Sueños y letras
La Asociación Psiquiátrica Mexicana me invitó a su congreso anual, en Mérida. Leí en una conferencia plenaria un texto sobre “Sueños y literatura”. Escuché a algunos jóvenes hablar de psiquiatría y neurociencia y no pude sino asombrarme. Cuando alguien me pregunte dónde están los jóvenes en la vida política mexicana, ya sé qué responder: una mayoría de nuestros talentos jóvenes se dedica a otra cosa, no a la política, sin agraviar a la juventud que se empeña en esos laberintos. El conectoma, equivalente del genoma pero empeñado en los cables del cerebro, los antidepresivos, la depresión, la geriatría, el arte y la enfermedad mental, asuntos de la vida cotidiana tratados con destrezas de primer orden en el mundo. Estos jóvenes médicos no pasan de los 35 años y ya son autoridades en su materia. No solo los jóvenes, ciertamente, los psiquiatras maduros han abierto una ventana al mundo.

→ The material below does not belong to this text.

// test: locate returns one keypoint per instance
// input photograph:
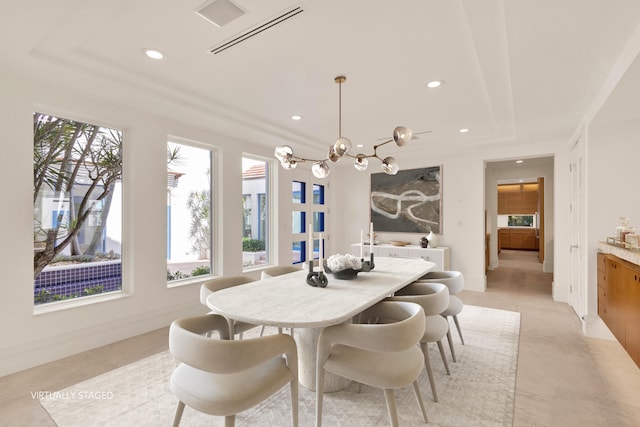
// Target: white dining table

Me acordé leyendo el orden de las conferencias de una anécdota verídica pero maligna que cuenta Miller, el biógrafo de Foucault, cuando Lacan habló con Heidegger, el filósofo escribió: el psiquiatra necesita un psiaquiatra. Si hay una vida pública, una privada y una secreta, los ordenados laberintos del cerebro disciernen el día, la noche y la noche que hay dentro de la noche. Dormir es el acto más privado que se conozca y soñar uno de los enigmas mayores que haya conocido el mundo.
En noches sin turbulencias de naufragio, una persona sueña entre una hora y media y dos. Si tiene la suerte de vivir 80 años, esa misma persona vivirá 25 durmiendo y, aunque no recuerde, seis o siete años de ese tiempo se la pasará soñando. Siete años de sueños. Por eso Antonio Machado escribió estas líneas perfectas: “De toda la memoria solo vale / el don preclaro de evocar los sueños”.
En 1712, el periodista y escritor inglés Joseph Addison descubrió lo que casi 300 años más tarde intuyó la neurofisiología. Addison aventuró que el alma humana, cuando sueña, sin el peso del cuerpo, es a la vez el teatro, los actores y el auditorio. Cada noche, cuando dormimos, el cerebro se edifica a sí mismo. A esto se le llama arquitectura del sueño. En ese bastimento hay una rara escalera en penumbras habitada por la memoria. Cada noche subimos, o bajamos, nadie lo sabe, esa escalinata y encontramos la desdicha o la felicidad, el placer o el dolor mezclados en un teatro absurdo al que vanamente intentamos darle sentido con palabras a la mañana siguiente. Solo podemos examinar de los sueños su memoria. Por cierto, Mérida es una ciudad maravillosa.